There is something harrowing about the rawness of the passions that rush like wild torrents through Grooms' early paintings. An unbuttoned expressionism, much like that today in vogue, was apparent in Grooms' art by 1959. His cops and pedestrians often look like monsters. His city streets are garbage-strewn, their storefront windows cracked. Lost souls of all sorts wander through his art. His Jackson Pollock suffers, Lyndon Johnson is a killer, Mayor Daley bares white fangs. In "Exploding Room" (1983) one sees Maurice Bishop die.

Grooms is frequently extravagant. He finds "vulgarity sort of charming." He is occasionally bucolic. But even in his sweetest scenes -- "Maine Pastorale," a cowscape of 1964, or "Prancing Blonde on New Beach" (1971) or "Nashville Fireflies" (1976) -- one feels the lull before the storm. The old and overrouged blue-haired woman in the cutout "Dans le Metro" (1977) is enough to make one sob. So too is the sadness, even grief, one senses in Grooms' uncompromised self-portraits.

Most humor discounts misery, or at least makes a joke of it, but the punishing, the awful, has never been excised from Grooms' authority-opposing, rough, truth-telling art.

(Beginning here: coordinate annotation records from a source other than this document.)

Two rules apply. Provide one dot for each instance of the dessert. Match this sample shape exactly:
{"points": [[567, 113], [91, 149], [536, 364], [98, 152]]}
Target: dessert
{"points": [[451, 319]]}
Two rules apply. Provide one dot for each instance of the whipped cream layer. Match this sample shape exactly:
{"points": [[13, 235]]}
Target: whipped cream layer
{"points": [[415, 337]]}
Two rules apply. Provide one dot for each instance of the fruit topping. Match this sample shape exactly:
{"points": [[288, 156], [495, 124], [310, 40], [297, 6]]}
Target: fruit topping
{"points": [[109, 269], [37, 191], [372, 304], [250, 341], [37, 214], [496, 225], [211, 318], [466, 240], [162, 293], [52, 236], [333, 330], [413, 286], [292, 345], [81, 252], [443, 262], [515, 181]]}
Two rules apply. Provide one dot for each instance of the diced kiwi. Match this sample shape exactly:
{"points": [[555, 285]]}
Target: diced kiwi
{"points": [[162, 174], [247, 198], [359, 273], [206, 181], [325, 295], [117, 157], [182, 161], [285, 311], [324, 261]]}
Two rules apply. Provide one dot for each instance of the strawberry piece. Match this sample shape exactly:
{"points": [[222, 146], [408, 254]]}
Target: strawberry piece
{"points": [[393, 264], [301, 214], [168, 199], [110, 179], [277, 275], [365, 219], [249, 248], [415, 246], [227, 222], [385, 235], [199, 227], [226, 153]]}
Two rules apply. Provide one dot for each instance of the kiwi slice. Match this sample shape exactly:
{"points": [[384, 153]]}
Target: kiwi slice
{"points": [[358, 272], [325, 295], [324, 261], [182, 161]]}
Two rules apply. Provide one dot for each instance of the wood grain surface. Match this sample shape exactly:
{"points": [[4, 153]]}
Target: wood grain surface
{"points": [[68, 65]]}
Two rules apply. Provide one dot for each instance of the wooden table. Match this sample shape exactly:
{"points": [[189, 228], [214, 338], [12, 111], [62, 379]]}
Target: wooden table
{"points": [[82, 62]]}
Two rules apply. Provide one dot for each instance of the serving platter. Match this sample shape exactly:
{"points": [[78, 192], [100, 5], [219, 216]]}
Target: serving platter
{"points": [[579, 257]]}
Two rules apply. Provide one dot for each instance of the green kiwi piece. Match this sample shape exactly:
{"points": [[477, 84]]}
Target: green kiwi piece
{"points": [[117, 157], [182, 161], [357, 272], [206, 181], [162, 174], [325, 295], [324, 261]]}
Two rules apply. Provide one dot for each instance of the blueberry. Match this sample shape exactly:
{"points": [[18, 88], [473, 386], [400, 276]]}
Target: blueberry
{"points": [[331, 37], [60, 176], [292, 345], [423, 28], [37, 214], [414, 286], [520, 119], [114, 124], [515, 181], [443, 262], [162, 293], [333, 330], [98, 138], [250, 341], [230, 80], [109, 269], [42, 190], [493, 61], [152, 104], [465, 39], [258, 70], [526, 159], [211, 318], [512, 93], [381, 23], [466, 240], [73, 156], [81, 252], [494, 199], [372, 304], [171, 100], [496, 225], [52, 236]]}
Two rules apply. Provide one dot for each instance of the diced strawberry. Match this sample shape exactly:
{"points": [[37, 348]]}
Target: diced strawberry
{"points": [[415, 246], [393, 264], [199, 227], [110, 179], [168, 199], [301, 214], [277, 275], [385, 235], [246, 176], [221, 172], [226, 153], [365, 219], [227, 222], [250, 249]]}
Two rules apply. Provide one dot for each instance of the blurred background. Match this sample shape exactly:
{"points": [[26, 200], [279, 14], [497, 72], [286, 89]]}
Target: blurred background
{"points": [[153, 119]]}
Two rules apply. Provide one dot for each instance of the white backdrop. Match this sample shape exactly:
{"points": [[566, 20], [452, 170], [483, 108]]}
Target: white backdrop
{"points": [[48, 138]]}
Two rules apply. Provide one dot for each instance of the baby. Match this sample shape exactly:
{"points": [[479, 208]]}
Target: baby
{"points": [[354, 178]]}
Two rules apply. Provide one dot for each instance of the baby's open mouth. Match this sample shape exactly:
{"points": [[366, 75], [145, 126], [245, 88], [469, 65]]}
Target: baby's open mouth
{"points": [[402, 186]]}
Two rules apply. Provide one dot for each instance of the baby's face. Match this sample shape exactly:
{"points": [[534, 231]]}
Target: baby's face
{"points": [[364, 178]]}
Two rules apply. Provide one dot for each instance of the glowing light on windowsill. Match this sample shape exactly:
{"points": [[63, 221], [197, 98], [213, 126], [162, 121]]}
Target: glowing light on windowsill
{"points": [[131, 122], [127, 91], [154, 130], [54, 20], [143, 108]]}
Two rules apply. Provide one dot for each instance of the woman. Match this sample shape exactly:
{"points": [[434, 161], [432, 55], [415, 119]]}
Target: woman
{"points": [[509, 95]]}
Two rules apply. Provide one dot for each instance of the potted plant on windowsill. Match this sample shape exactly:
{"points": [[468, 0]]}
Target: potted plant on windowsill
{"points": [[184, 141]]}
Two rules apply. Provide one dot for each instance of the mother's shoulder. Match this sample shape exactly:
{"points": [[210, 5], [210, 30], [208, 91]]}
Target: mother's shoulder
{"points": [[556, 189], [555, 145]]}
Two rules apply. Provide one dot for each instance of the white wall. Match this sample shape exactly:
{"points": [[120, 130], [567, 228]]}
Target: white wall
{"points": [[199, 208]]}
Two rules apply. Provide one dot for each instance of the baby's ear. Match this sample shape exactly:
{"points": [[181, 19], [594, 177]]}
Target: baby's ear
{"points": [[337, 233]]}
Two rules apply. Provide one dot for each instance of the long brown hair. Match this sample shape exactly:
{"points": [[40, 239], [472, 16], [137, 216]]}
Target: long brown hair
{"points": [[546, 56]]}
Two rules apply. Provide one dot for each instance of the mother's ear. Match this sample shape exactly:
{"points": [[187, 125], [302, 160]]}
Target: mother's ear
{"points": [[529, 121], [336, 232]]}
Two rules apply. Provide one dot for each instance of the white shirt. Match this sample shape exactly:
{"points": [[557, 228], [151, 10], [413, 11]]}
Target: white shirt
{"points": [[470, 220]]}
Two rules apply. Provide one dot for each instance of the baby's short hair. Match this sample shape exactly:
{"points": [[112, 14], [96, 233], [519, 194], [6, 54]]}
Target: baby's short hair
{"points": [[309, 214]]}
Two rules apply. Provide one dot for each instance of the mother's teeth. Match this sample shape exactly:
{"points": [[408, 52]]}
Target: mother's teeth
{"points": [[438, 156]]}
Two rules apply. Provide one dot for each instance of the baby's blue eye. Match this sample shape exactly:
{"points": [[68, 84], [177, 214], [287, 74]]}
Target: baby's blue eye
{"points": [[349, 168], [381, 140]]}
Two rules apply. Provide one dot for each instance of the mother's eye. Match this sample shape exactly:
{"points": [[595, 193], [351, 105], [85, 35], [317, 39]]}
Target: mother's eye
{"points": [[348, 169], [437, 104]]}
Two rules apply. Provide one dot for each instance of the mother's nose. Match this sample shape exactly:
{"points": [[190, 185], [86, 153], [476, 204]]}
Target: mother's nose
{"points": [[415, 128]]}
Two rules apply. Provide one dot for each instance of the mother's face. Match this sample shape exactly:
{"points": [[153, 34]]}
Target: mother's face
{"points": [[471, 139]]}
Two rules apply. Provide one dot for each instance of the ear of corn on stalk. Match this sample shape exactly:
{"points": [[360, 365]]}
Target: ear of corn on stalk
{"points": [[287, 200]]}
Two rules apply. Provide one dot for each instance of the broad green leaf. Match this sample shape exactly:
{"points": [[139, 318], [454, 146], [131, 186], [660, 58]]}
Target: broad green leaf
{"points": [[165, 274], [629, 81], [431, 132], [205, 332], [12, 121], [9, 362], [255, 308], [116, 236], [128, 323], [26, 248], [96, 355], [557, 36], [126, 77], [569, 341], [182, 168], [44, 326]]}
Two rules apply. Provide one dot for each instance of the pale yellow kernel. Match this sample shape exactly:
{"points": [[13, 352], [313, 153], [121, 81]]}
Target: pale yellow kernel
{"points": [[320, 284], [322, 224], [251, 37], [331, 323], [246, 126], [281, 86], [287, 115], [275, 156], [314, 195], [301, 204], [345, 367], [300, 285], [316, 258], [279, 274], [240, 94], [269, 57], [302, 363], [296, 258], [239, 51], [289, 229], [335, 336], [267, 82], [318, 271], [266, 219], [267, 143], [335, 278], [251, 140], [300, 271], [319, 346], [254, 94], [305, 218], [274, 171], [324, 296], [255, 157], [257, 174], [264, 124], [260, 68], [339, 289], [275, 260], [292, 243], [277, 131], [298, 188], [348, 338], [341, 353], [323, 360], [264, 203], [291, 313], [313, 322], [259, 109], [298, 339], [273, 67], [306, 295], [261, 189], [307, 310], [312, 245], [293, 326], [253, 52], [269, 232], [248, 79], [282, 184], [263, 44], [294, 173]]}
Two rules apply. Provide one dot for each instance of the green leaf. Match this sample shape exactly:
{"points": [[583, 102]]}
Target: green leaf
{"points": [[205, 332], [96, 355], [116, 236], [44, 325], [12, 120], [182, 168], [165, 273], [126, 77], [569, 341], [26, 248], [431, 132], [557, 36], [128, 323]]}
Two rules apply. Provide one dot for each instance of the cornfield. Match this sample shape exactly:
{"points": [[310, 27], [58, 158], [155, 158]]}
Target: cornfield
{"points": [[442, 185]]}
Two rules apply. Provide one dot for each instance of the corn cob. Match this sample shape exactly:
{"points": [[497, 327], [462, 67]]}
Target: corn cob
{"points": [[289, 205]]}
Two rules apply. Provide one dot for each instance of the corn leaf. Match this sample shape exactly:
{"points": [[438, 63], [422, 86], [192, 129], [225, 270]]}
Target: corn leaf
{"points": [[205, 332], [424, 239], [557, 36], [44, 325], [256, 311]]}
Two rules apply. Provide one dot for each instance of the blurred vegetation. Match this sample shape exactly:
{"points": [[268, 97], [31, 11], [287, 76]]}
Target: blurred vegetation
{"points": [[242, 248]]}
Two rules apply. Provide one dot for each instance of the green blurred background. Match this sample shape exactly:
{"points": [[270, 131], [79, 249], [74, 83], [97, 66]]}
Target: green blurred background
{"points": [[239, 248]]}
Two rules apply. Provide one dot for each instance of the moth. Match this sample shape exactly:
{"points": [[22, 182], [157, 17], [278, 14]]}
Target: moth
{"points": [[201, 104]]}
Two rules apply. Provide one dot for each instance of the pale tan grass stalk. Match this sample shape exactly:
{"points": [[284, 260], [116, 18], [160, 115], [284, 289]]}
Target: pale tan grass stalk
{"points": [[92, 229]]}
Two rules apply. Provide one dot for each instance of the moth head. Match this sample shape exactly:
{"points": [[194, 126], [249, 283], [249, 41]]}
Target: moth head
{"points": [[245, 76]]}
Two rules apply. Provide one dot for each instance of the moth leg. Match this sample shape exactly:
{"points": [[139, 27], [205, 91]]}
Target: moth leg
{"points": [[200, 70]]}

Judith E. Stein of the Pennsylvania Academy, the curator responsible, has arranged her show in chapters. It begins with "Early Work: 1956-1960," a set of active but never-quite-abstract expressionist paintings -- "L.E. Pant," "The Scholar," "The Kiss" and "Winter Man" -- that still feel tough and fresh as anything he's done. Then come "Circle of Family and Friends," "The City," "Art About Artists," "Art About Art," "Traditional Values: Commissioned Portraits, Landscape, Still Life, Historic Themes," "The Movies and the Wild West," "Film and Happening Props, Paper Movies and Poetry," "Global Politics," "France, Japan, Great Britain," "Fantasies," "Sports" and finally, "Self-Portraits." Grooms' art, here as elsewhere, tends to burst its bounds.

It is part painting and part theater, part drawing and part sculpture, part tragedy and part cartoon -- sometimes all at once.

There is so much to see, that one tends to take for granted his formal innovations. He early did "performance art"; in 1959 he helped invent the "happening." His work has always blended the moving and the static, the picture and the stage. And he has done perhaps as much as Rauschenberg or Stella to shove the realm of painting out into three dimensions. Grooms' sculpture springs from drawing. Almost all his 3-D pieces, whether made of wood or paper, are constructed out of planes. And, like Hockney, Grooms has helped return first-rate hand-drawn portraiture to the world of advanced art.

Grooms' painting has never been entirely abstract. But in the 1950s, when he became an artist, Action Painting was in fashion, and something of its vigor, its experimental fury, has long been crucial to his art. When he first went to Manhattan in 1956, he "got the feeling that the abstract artists of the 1950s had a terrific life style. The only equivalent now would be rock 'n' roll stars. Except the painters were so much more bizarre. To say, in those days, 'I'm an Action Painter' -- it must have been like getting shot out of a cannon every morning."

Certain grumps in the museum world have never quite forgiven Grooms his wildness, his humor. That may partially explain why his retrospective will not visit this city or Manhattan. It will travel to Denver, Los Angeles and Nashville after closing at the Pennsylvania Academy (downtown at Broad and Cherry streets) on Sept. 29.